By Wednesday lunchtime the mast was raised and the rig tuned. So far so good. But this was where our plans hit the rails. We had planned to install an Airhead composting head, which had been delivered to the boatyard a few weeks before. But with the boat already in the water we discovered the thru hull was frozen and rather than try to hammer it free and risk sinking the boat, we thought it best to delay until the boat was put up for the winter again, when the thru hull could not only be opened without any danger, but also glassed over easily. Fortunately the existing head was functioning perfectly, so unless we did something stupid – like putting toilet paper down there – it would probably be fine for this sailing season.
Our second plan was to install the Lofrans Tiger 555 windlass which came with the boat.

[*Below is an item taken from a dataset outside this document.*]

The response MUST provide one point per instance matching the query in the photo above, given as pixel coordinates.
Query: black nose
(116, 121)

But here my organizational skills had proved deficient. After searching every locker and lazarette, we realized the windlass was not on the boat, but back at my friend’s country house just north of Rimbo to which I had access but to which our schedule did not allow another road trip. Also: in the archipelago you don’t really need to use the anchor too much: you either go into a marina (gasthaman) or go bows-to on the rocks in the quietest naturhamn (nature habor) you can find, tying the boat at the front to a tree or boulder and securing the aft using the stern anchor. In other words, we could put this job on the back burner and concentrate on sailing.
Which we did. Mainly prompted by the countless locals arriving at the boat yard laden with food, drink and good cheer and casting off in their own vessels for nearby islands for the annual Swedish bacchanal of Midsommar (Summer Solstice), we felt we simply could wait no longer. The boat was ready and so were we (or so we thought).
Ignoring all sailing superstition, we cast off on a rainy Friday morning…..heading for the anchorage of Granhamn, just outside Kapällskär, from where, if the forecast were fine, we would strike out for Finland the next day.